In November 2017, the Port of Long Beach and the neighboring Port of Los Angeles pledged to dramatically slash their emissions by phasing out internal combustion engines. Their goal is to replace all diesel trucks and cargo-handling equipment with zero-emissions equivalents by 2035. Usually that means electric vehicles.

The big question is whether the ports’ new mandate will lead to more automation.

Currently, electric cargo-handling equipment is more than twice as expensive as its diesel equivalent. That could lead terminal operators to choose to automate to save on labor costs, said Thomas Jelenić, who represents terminal operators as the vice president of the Pacific Merchant Shipping Association.

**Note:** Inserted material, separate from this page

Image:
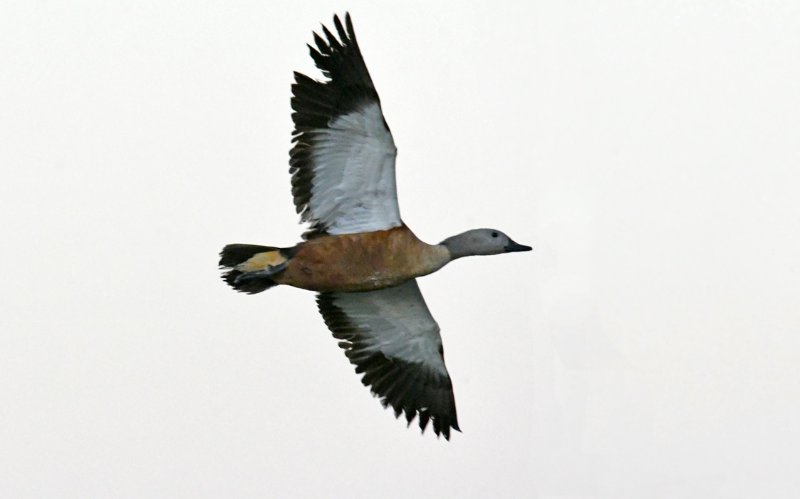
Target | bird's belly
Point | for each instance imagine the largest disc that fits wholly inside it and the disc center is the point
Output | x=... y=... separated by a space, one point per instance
x=358 y=262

“People generally won’t seek out automation in and of itself unless they can justify it in some way,” he said. “But if they’re forced to electrify, the costs of electrification then dictate the need to automate.”

But according to Mark Sisson, a port planner with the consulting firm AECOM, concerns about price are overblown. He believes the price of electric cargo-handling equipment will drop now that there’s a mandate for the largest ports in the Western Hemisphere to buy it. And right now, at least three other marine terminals are testing human-controlled electric cargo equipment.

Back in the terminal, Herrera glared at some of the 72 zero-emission, self-driving vehicles.

“They got rid of jobs, there’s no more drivers,” he said, looking across the fence at the little green carts. “And so this is why we’re skeptical at all when they wanna say zero emissions.”

Because of all the uncertainty, the ILWU isn’t take any chances. In September 2017, Gov. Jerry Brown signed a budget bill allocating $900 million from the sale of carbon permits under California’s cap and trade program.

Up to $140 million will be sent to the ports for clean freight and ships, but the ILWU lobbied hard to ensure that none of it could be used for automated equipment. Union workers say they aren’t against electric vehicles — they just want to be the ones driving them.

A version of this story originally ran on KPCC on Jan. 22, 2018.